Sou assim, sempre fui assim e acho que é uma das poucas qualidades que posso apontar em mim mesma, já que a complexidade de meu ser não me permite ver qualquer outra qualidade que possa existir em mim.
Posso ser preguiçosa ás vezes, posso esquecer de alguma coisa, posso fazer um pouco tarde mas não tardar.
Essas podem não ser qualidades, mas no final a primeira aqui citada ainda existe.
Mas, acho que o mais importante no meio de tantas palavras e tanta gabação, é que o faço com boa vontade.
Se não posso, se não quero, não faço e peço desculpas.
Por mais difícil que seja para mim, e meu eu verdadeiro, dizer não, nos desdobramos e tentamos, ás vezes, fazê-lo.
Mas sabe o que me machuca ?
O que nos machuca ?
Quando pedimos ajuda e o outro, simplismente, nem tenta em ajudar.
São coisas pequenas, porque o meu orgulho me impede de pedir ajuda por qualquer coisa. O meu orgulho, por que o do meu outro ser não a impede disso, ela é fraca.
Mas quando eu esqueço esse orgulho e o que recebo é má vontade, a minha vontade passa a ser de mandar tudo ao bom inferno e dizer a pessoa, olhar no fundo de seus olhos e dizer:
- Não quer ajudar ? Não ajude.
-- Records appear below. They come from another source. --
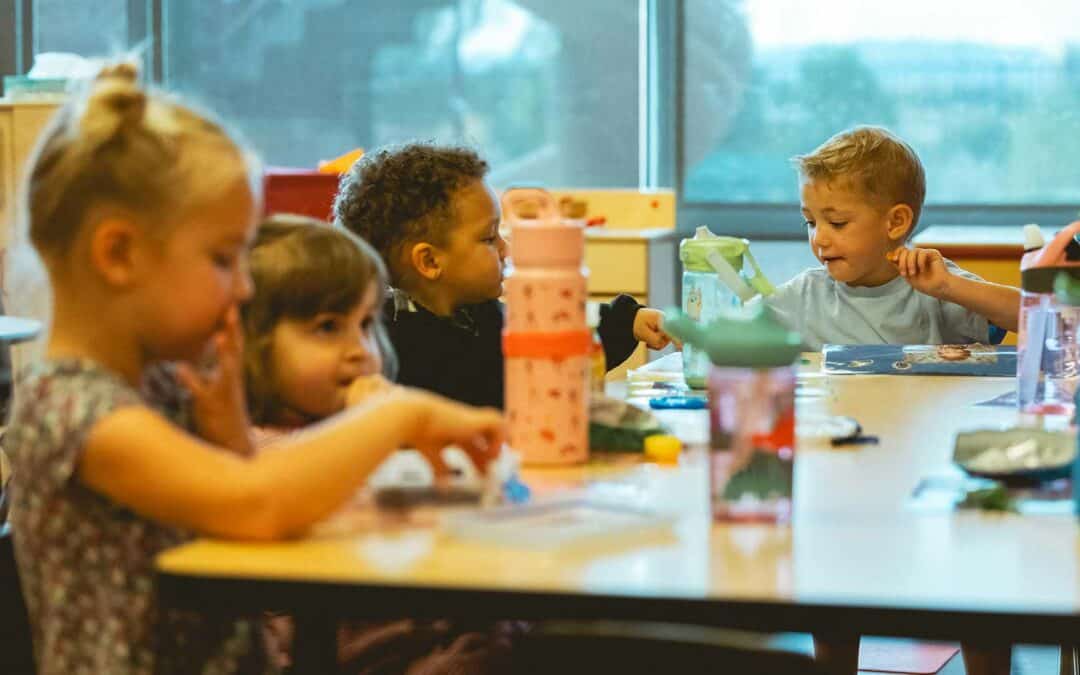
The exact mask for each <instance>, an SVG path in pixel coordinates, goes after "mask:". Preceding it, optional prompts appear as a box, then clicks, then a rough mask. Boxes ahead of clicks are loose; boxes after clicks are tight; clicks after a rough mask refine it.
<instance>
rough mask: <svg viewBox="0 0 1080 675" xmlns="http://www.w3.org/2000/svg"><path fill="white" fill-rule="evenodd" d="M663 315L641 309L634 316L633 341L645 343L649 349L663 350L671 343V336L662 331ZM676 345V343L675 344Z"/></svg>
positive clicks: (662, 314)
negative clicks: (664, 348) (642, 342)
mask: <svg viewBox="0 0 1080 675" xmlns="http://www.w3.org/2000/svg"><path fill="white" fill-rule="evenodd" d="M663 320H664V313H663V312H661V311H660V310H658V309H652V308H651V307H643V308H642V309H639V310H637V314H636V315H635V316H634V339H636V340H637V341H638V342H645V343H646V346H648V348H649V349H663V348H665V347H667V345H669V343H671V342H672V336H670V335H667V334H666V333H664V329H663ZM676 343H677V342H676Z"/></svg>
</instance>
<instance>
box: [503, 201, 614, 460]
mask: <svg viewBox="0 0 1080 675" xmlns="http://www.w3.org/2000/svg"><path fill="white" fill-rule="evenodd" d="M502 217H503V221H504V222H505V224H507V225H509V227H510V242H511V243H510V260H511V264H510V269H509V273H508V276H507V281H505V287H504V288H505V297H507V322H505V330H504V333H503V341H502V346H503V355H504V357H505V382H507V384H505V391H507V393H505V409H507V420H508V428H509V442H510V446H511V447H512V448H513V449H515V450H517V451H518V453H519V454H521V456H522V460H523V462H524V463H526V464H568V463H578V462H583V461H585V460H586V459H589V393H590V386H589V382H590V370H591V354H592V351H593V333H592V330H590V329H589V325H588V322H586V319H585V295H586V289H585V283H586V271H585V269H584V267H583V260H584V249H585V240H584V230H583V228H582V227H581V225H580V224H577V222H572V221H566V220H564V219H562V217H561V216H559V213H558V208H557V206H556V204H555V202H554V200H553V199H552V198H551V195H550V194H549V193H548V192H546V191H544V190H539V189H511V190H507V192H505V193H503V195H502Z"/></svg>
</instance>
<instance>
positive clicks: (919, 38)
mask: <svg viewBox="0 0 1080 675" xmlns="http://www.w3.org/2000/svg"><path fill="white" fill-rule="evenodd" d="M685 12H686V15H685V27H686V28H685V50H686V51H685V55H686V56H685V58H686V69H685V80H684V86H685V90H686V98H685V100H686V104H685V116H684V117H685V119H684V120H683V123H684V129H685V133H684V143H685V145H684V165H683V168H684V176H685V185H684V190H685V194H684V199H685V201H686V202H688V203H694V202H711V203H725V204H770V203H772V204H783V203H792V202H793V201H794V200H795V199H797V198H796V194H795V189H796V187H795V179H794V173H793V170H792V167H791V164H789V162H788V159H789V158H791V157H792V156H794V154H796V153H799V152H807V151H809V150H811V149H813V148H814V147H815V146H818V145H819V144H820V143H822V141H823V140H825V139H826V138H827V137H828V136H831V135H832V134H834V133H836V132H838V131H841V130H843V129H846V127H849V126H851V125H854V124H864V123H865V124H883V125H887V126H889V127H890V129H892V130H893V131H895V132H896V133H897V134H900V136H902V137H903V138H904V139H906V140H907V141H908V143H910V144H912V145H913V146H914V148H915V149H916V151H917V152H918V153H919V156H920V157H921V158H922V161H923V163H924V165H926V167H927V173H928V192H927V201H928V204H931V205H948V204H968V205H980V204H995V205H1020V204H1048V205H1055V204H1076V203H1080V161H1077V158H1078V157H1080V3H1078V2H1077V1H1076V0H1030V1H1028V2H1024V3H1002V2H986V1H985V0H948V1H946V2H942V1H941V0H907V1H906V2H892V3H880V2H873V3H867V2H863V1H862V0H814V1H813V2H806V1H805V0H688V1H687V2H686V9H685ZM795 217H796V216H793V219H794V218H795Z"/></svg>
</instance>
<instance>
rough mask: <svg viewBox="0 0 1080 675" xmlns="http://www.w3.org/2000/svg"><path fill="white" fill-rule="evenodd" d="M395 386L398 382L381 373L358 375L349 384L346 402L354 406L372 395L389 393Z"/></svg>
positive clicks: (346, 395)
mask: <svg viewBox="0 0 1080 675" xmlns="http://www.w3.org/2000/svg"><path fill="white" fill-rule="evenodd" d="M395 387H396V384H394V383H393V382H391V381H390V380H388V379H387V378H384V377H382V376H381V375H368V376H366V377H357V378H356V379H354V380H353V381H352V383H351V384H349V390H348V391H347V392H346V394H345V404H346V405H347V406H354V405H356V404H357V403H363V402H364V401H367V400H368V399H370V397H372V396H375V395H378V394H384V393H389V392H391V391H393V390H394V388H395Z"/></svg>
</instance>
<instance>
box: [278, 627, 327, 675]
mask: <svg viewBox="0 0 1080 675" xmlns="http://www.w3.org/2000/svg"><path fill="white" fill-rule="evenodd" d="M295 621H296V634H295V637H294V638H293V666H292V669H291V670H289V672H291V673H294V674H295V675H326V674H328V673H336V672H337V624H338V622H337V620H336V619H333V618H329V617H326V616H323V615H296V616H295Z"/></svg>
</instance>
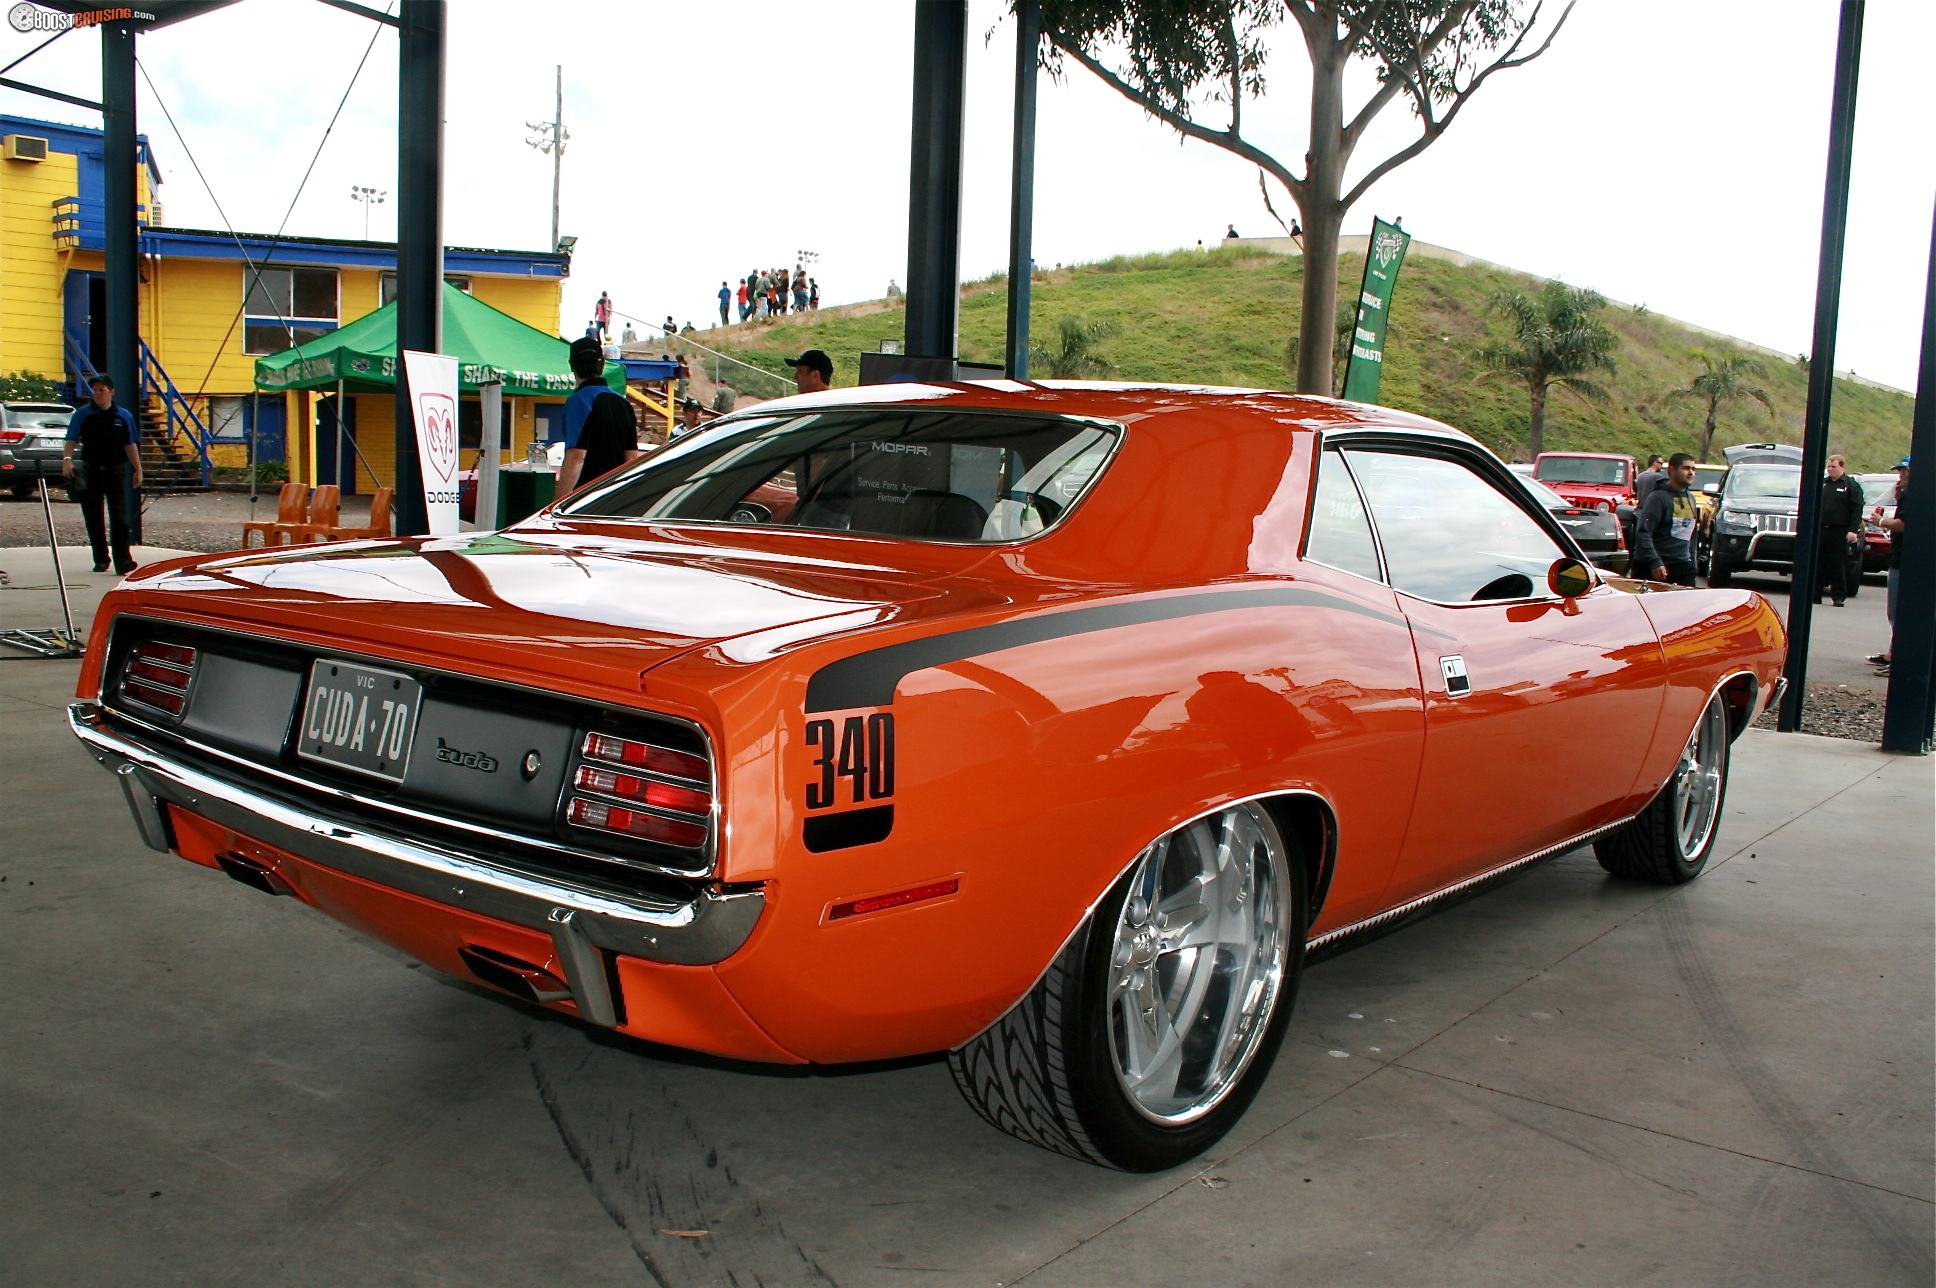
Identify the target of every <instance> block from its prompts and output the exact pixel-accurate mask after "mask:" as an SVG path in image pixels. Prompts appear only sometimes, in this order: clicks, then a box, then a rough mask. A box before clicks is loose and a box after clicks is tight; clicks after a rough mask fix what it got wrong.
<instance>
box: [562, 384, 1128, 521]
mask: <svg viewBox="0 0 1936 1288" xmlns="http://www.w3.org/2000/svg"><path fill="white" fill-rule="evenodd" d="M1119 436H1121V430H1119V428H1115V426H1109V424H1100V422H1094V420H1067V418H1049V416H1014V414H995V413H974V411H960V413H939V411H910V409H902V407H894V409H854V411H844V409H842V411H831V413H807V414H800V416H759V418H751V420H738V422H732V420H728V422H722V424H718V426H712V428H709V430H707V432H703V434H695V436H693V438H691V440H689V442H680V444H672V445H670V447H666V449H662V451H658V453H656V455H652V457H649V459H645V461H641V463H639V465H635V467H633V469H629V471H623V473H620V475H616V476H614V478H612V482H608V484H606V486H602V488H598V490H596V492H592V494H590V496H587V498H585V500H581V502H577V504H575V506H569V507H567V509H565V513H567V515H575V517H612V519H678V521H699V523H757V525H769V527H796V529H819V531H832V533H867V535H877V537H908V538H914V540H968V542H983V540H985V542H997V540H1020V538H1024V537H1034V535H1036V533H1040V531H1044V529H1047V527H1049V525H1053V523H1055V521H1057V519H1059V517H1061V515H1063V513H1065V511H1067V509H1069V507H1071V506H1073V504H1074V502H1076V500H1078V498H1080V496H1082V494H1084V492H1086V490H1088V486H1090V484H1092V482H1094V480H1096V476H1098V475H1100V473H1102V467H1104V463H1105V461H1107V459H1109V451H1111V449H1113V447H1115V444H1117V438H1119Z"/></svg>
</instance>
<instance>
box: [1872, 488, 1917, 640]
mask: <svg viewBox="0 0 1936 1288" xmlns="http://www.w3.org/2000/svg"><path fill="white" fill-rule="evenodd" d="M1911 461H1913V457H1903V459H1901V461H1897V463H1895V513H1893V515H1890V517H1888V519H1884V517H1880V509H1882V507H1880V506H1878V507H1876V511H1878V517H1876V525H1878V527H1880V529H1882V531H1884V533H1888V535H1890V589H1888V600H1884V608H1886V610H1888V614H1890V647H1888V649H1884V651H1882V653H1876V655H1874V657H1870V659H1868V660H1870V662H1874V664H1876V674H1878V676H1888V674H1890V660H1891V659H1893V657H1895V600H1897V598H1899V593H1901V585H1903V496H1905V494H1907V492H1909V463H1911Z"/></svg>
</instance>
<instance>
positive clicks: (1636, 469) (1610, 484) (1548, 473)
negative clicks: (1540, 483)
mask: <svg viewBox="0 0 1936 1288" xmlns="http://www.w3.org/2000/svg"><path fill="white" fill-rule="evenodd" d="M1636 473H1638V467H1636V465H1634V457H1624V455H1618V453H1613V451H1541V453H1539V457H1537V459H1535V461H1533V478H1537V480H1539V482H1543V484H1547V486H1549V488H1553V490H1555V492H1558V494H1560V496H1564V498H1566V500H1568V502H1572V504H1574V506H1580V507H1582V509H1618V507H1620V506H1632V504H1634V475H1636Z"/></svg>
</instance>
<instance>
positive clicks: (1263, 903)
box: [1107, 804, 1295, 1125]
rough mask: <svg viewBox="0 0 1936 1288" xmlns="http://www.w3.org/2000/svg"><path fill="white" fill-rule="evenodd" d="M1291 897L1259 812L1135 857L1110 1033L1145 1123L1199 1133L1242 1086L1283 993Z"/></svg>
mask: <svg viewBox="0 0 1936 1288" xmlns="http://www.w3.org/2000/svg"><path fill="white" fill-rule="evenodd" d="M1286 887H1287V864H1286V856H1284V843H1282V839H1280V837H1278V829H1276V827H1274V825H1272V821H1270V815H1266V813H1264V812H1262V808H1260V806H1255V804H1243V806H1231V808H1227V810H1220V812H1218V813H1212V815H1208V817H1202V819H1196V821H1195V823H1189V825H1185V827H1179V829H1177V831H1173V833H1169V835H1167V837H1162V839H1160V841H1158V843H1156V844H1152V846H1150V848H1148V850H1144V852H1142V854H1140V856H1138V858H1136V864H1134V868H1131V875H1129V895H1127V897H1125V901H1123V910H1121V914H1119V916H1117V922H1115V934H1113V945H1111V955H1109V982H1107V1028H1109V1052H1111V1056H1113V1065H1115V1075H1117V1079H1119V1083H1121V1087H1123V1090H1125V1092H1127V1094H1129V1102H1131V1104H1133V1106H1134V1108H1136V1112H1138V1114H1142V1116H1144V1118H1148V1119H1152V1121H1158V1123H1169V1125H1175V1123H1189V1121H1193V1119H1196V1118H1202V1116H1204V1114H1208V1112H1210V1110H1212V1108H1216V1104H1218V1102H1220V1100H1222V1098H1224V1096H1225V1094H1229V1090H1231V1089H1233V1087H1235V1085H1237V1081H1239V1079H1241V1077H1243V1071H1245V1069H1247V1067H1249V1063H1251V1058H1253V1056H1255V1054H1256V1050H1258V1046H1260V1042H1262V1036H1264V1030H1266V1028H1268V1027H1270V1015H1272V1009H1274V1005H1276V999H1278V990H1280V986H1282V982H1284V968H1286V957H1287V949H1289V941H1291V934H1293V928H1291V926H1287V908H1289V906H1293V903H1295V901H1291V899H1289V897H1287V895H1289V891H1287V889H1286Z"/></svg>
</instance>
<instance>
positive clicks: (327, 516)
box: [288, 482, 343, 542]
mask: <svg viewBox="0 0 1936 1288" xmlns="http://www.w3.org/2000/svg"><path fill="white" fill-rule="evenodd" d="M341 506H343V488H339V486H337V484H333V482H325V484H323V486H319V488H316V492H310V521H308V523H290V525H288V540H292V542H298V540H302V542H308V540H329V529H333V527H335V525H337V519H339V517H341V515H339V513H337V511H339V509H341Z"/></svg>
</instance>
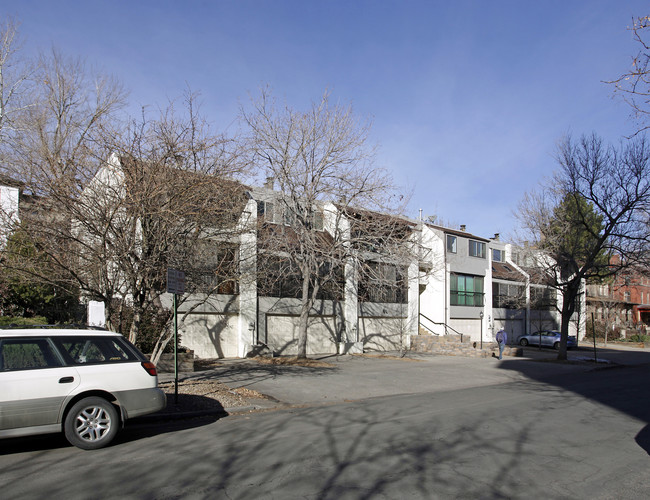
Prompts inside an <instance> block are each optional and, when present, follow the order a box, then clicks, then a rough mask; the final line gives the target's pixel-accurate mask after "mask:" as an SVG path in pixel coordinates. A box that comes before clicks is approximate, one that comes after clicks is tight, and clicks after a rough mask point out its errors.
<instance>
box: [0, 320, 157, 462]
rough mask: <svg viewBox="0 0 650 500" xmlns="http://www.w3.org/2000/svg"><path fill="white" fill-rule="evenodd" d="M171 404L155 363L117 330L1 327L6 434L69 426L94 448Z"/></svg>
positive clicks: (1, 384)
mask: <svg viewBox="0 0 650 500" xmlns="http://www.w3.org/2000/svg"><path fill="white" fill-rule="evenodd" d="M165 404H166V399H165V394H164V392H163V391H162V390H161V389H160V388H159V387H158V376H157V372H156V367H155V365H154V364H153V363H151V362H149V361H148V360H147V359H146V357H145V356H144V355H143V354H142V353H141V352H140V351H138V349H137V348H136V347H134V346H133V345H132V344H131V343H129V342H128V341H127V340H126V339H124V338H123V337H122V336H121V335H119V334H117V333H113V332H108V331H103V330H93V329H76V330H73V329H65V328H24V329H11V328H9V329H0V438H8V437H18V436H27V435H33V434H46V433H52V432H63V433H64V434H65V437H66V438H67V439H68V441H69V442H70V443H71V444H73V445H75V446H77V447H79V448H82V449H85V450H92V449H96V448H101V447H103V446H106V445H107V444H108V443H110V442H111V441H112V439H113V438H114V437H115V435H116V434H117V432H118V430H119V429H120V428H121V426H122V425H123V424H124V422H125V421H126V420H127V419H128V418H133V417H137V416H139V415H145V414H148V413H153V412H156V411H158V410H160V409H162V408H164V407H165Z"/></svg>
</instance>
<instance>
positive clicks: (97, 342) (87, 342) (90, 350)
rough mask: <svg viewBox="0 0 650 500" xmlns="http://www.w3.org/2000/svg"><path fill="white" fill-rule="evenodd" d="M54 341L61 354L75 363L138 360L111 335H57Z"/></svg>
mask: <svg viewBox="0 0 650 500" xmlns="http://www.w3.org/2000/svg"><path fill="white" fill-rule="evenodd" d="M54 341H55V342H56V344H57V346H58V348H59V351H61V354H63V355H64V356H66V357H68V358H69V359H68V362H70V363H72V364H75V365H85V364H104V363H120V362H124V361H138V358H137V357H136V356H135V355H134V354H133V353H131V352H130V351H129V350H128V348H127V347H126V346H124V345H120V344H119V343H118V341H117V339H115V338H111V337H104V338H102V337H57V338H55V339H54Z"/></svg>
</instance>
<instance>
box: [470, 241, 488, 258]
mask: <svg viewBox="0 0 650 500" xmlns="http://www.w3.org/2000/svg"><path fill="white" fill-rule="evenodd" d="M469 255H470V257H478V258H480V259H484V258H485V243H483V242H481V241H475V240H469Z"/></svg>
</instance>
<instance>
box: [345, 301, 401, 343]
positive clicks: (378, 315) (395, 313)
mask: <svg viewBox="0 0 650 500" xmlns="http://www.w3.org/2000/svg"><path fill="white" fill-rule="evenodd" d="M408 310H409V304H381V303H371V302H363V303H361V304H360V307H359V340H358V341H359V342H362V343H363V348H364V350H370V351H397V350H400V349H405V348H408V342H409V340H410V335H411V332H410V331H409V330H408Z"/></svg>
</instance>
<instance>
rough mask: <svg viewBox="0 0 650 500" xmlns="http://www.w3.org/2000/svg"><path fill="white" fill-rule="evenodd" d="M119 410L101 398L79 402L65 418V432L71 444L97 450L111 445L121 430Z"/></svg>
mask: <svg viewBox="0 0 650 500" xmlns="http://www.w3.org/2000/svg"><path fill="white" fill-rule="evenodd" d="M119 425H120V422H119V416H118V413H117V409H116V408H115V406H113V405H112V404H111V403H110V402H109V401H106V400H105V399H104V398H100V397H90V398H85V399H82V400H81V401H78V402H77V403H76V404H75V405H74V406H73V407H72V408H70V411H69V412H68V414H67V416H66V417H65V422H64V424H63V430H64V432H65V437H66V439H67V440H68V441H69V442H70V444H72V445H74V446H76V447H77V448H81V449H83V450H96V449H97V448H101V447H103V446H106V445H107V444H108V443H110V442H111V441H112V440H113V438H114V437H115V435H116V434H117V431H118V429H119Z"/></svg>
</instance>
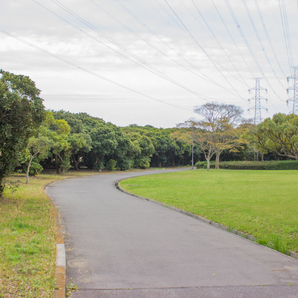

Não se importe. Mas não o faça com má vontade.
Logo depois atirar-lhe na cara e fazê-la pagar pela dor que me fez sentir.
Uma pessoa que escreve como você tem mais qualidades do que a de ajudar o próximo, mas a modéstia deve impedi-la de admitir. E mesmo que tivesse somente esta quantidade já estaria de bom tamanho, pois essa é a maior e mais bonita de todas e com certeza todos deveriam tê-la. Faz bem em admiti-la e tomar posse, ela é sua.